Vieles ist jetzt wie früher, als Muhannad in Aleppo lebte: Nach der Arbeit trifft er seine Freunde, geht zum Sport oder kocht syrisches Essen. Inzwischen aber vegetarisch, so gut das eben geht. Als am 8. Dezember 2024 in Syrien das Assad-Regime fällt, ist das für Muhannad überwältigend. Zehn Jahre lang konnte er nicht mehr in sein Heimatland. „Es ist, als wärst du jahrelang in einem verschlossenen Raum gewesen. Und jetzt ist nicht einfach eine Tür aufgegangen, es sind alle Wände weg“, beschreibt er das. Mit einigen syrisch-deutschen Psycholog*innen und Ärzt*innen sucht er jetzt eine Möglichkeit, Syrer*innen auszubilden – erst mal aus der Ferne, übers Internet. Denn klinische Psycholog*innen gibt es in Syrien bislang kaum. Obwohl der Bedarf nach Jahren des Kriegs und Assads Folterregime riesengroß sein muss, glauben Muhannad und seine Mitstreiter.

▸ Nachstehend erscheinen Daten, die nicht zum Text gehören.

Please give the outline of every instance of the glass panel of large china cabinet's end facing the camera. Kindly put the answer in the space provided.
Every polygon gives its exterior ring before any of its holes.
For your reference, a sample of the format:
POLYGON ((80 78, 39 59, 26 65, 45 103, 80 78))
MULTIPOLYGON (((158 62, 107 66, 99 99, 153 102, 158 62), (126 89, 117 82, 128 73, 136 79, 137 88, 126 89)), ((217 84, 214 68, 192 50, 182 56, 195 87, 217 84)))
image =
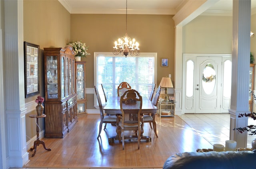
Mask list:
POLYGON ((58 56, 47 56, 47 98, 58 98, 58 56))

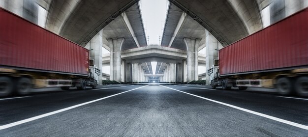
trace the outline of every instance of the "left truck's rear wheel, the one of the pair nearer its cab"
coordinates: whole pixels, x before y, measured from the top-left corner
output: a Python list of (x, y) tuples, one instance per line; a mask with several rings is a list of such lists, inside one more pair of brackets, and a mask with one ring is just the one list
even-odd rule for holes
[(32, 87), (31, 79), (20, 78), (17, 82), (16, 92), (18, 95), (28, 95)]

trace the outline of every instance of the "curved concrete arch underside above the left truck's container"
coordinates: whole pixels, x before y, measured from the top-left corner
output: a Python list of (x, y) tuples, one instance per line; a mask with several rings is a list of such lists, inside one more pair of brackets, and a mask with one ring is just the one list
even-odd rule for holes
[(53, 0), (46, 28), (85, 46), (92, 37), (139, 0)]

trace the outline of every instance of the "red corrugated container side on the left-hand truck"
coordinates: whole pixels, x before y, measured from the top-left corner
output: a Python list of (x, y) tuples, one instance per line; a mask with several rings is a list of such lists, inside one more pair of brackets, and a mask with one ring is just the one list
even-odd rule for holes
[(88, 75), (89, 50), (0, 8), (0, 65)]

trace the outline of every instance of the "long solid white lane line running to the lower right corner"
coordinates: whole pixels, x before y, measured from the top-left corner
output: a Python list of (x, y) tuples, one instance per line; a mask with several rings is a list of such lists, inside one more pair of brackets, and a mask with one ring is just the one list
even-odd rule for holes
[[(163, 85), (160, 85), (160, 86), (163, 86)], [(167, 86), (163, 86), (163, 87), (166, 87), (166, 88), (169, 88), (169, 89), (173, 89), (173, 88), (170, 88), (170, 87), (167, 87)], [(194, 94), (190, 94), (190, 93), (187, 93), (187, 92), (184, 92), (184, 91), (181, 91), (181, 90), (177, 90), (177, 89), (173, 89), (173, 90), (176, 90), (176, 91), (179, 91), (179, 92), (191, 95), (191, 96), (195, 96), (195, 97), (198, 97), (198, 98), (201, 98), (201, 99), (205, 99), (205, 100), (208, 100), (208, 101), (212, 101), (212, 102), (215, 102), (215, 103), (218, 103), (218, 104), (221, 104), (221, 105), (224, 105), (224, 106), (228, 106), (228, 107), (231, 107), (231, 108), (234, 108), (234, 109), (237, 109), (237, 110), (242, 110), (242, 111), (245, 111), (245, 112), (248, 112), (248, 113), (259, 115), (259, 116), (262, 116), (262, 117), (265, 117), (265, 118), (268, 118), (268, 119), (272, 119), (272, 120), (275, 120), (275, 121), (278, 121), (278, 122), (281, 122), (281, 123), (285, 123), (285, 124), (288, 124), (288, 125), (291, 125), (291, 126), (294, 126), (294, 127), (298, 127), (298, 128), (301, 128), (301, 129), (308, 130), (308, 126), (306, 126), (306, 125), (302, 125), (302, 124), (299, 124), (299, 123), (295, 123), (295, 122), (291, 122), (291, 121), (288, 121), (288, 120), (280, 119), (280, 118), (277, 118), (277, 117), (274, 117), (274, 116), (270, 116), (270, 115), (267, 115), (267, 114), (263, 114), (263, 113), (259, 113), (259, 112), (256, 112), (256, 111), (247, 110), (247, 109), (240, 108), (240, 107), (237, 107), (237, 106), (234, 106), (234, 105), (230, 105), (230, 104), (226, 104), (226, 103), (219, 102), (219, 101), (216, 101), (216, 100), (212, 100), (212, 99), (208, 99), (208, 98), (205, 98), (205, 97), (201, 97), (201, 96), (197, 96), (197, 95), (194, 95)]]

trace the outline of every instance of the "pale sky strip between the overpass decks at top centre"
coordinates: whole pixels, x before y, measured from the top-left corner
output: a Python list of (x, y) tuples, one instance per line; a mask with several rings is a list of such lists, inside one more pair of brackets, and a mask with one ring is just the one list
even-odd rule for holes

Für Uthman ist es anders. Obwohl auch er sich freut, dass Assad jetzt weg ist, schließen sich für ihn die Türen, auf die er so sehr gehofft hatte. Deutschland entscheidet wenige Tage nach Assads Sturz, den Familiennachzug aus Syrien zu stoppen. Und im Juni 2025 beschließt die Bundesregierung, den Familiennachzug für Menschen unter subsidiärem Schutz in Deutschland für zwei Jahre auszusetzen. Das betrifft Uthman – und viele Syrer*innen, die in Deutschland leben. Seine Frau, seine Tochter und sein Sohn dürfen erst mal nicht zu ihm kommen. Uthman geht mit anderen Syrer*innen zu einer Demonstration vor dem Reichstagsgebäude, vor der Brust trägt er ein Schild. „Meine Kinder weinen“ steht darauf.
Trotzdem hofft und wartet er weiter – auf eine Arbeitserlaubnis, darauf, dass er aus der Unterkunft ausziehen darf. Er belegt Sprachkurse, lernt lesen und schreiben, macht ein bisschen Ehrenamt: Müll sammeln, Ausflüge organisieren, solche Sachen. Manchmal schreibt er Gedichte, die er mit seiner Deutschlehrerin übersetzt. Und er spielt Schach und Tischtennis mit den anderen Männern aus der Unterkunft. Nur Fußball traut er sich nicht mehr zu. Das, glaubt er, macht sein Herz nicht mehr mit.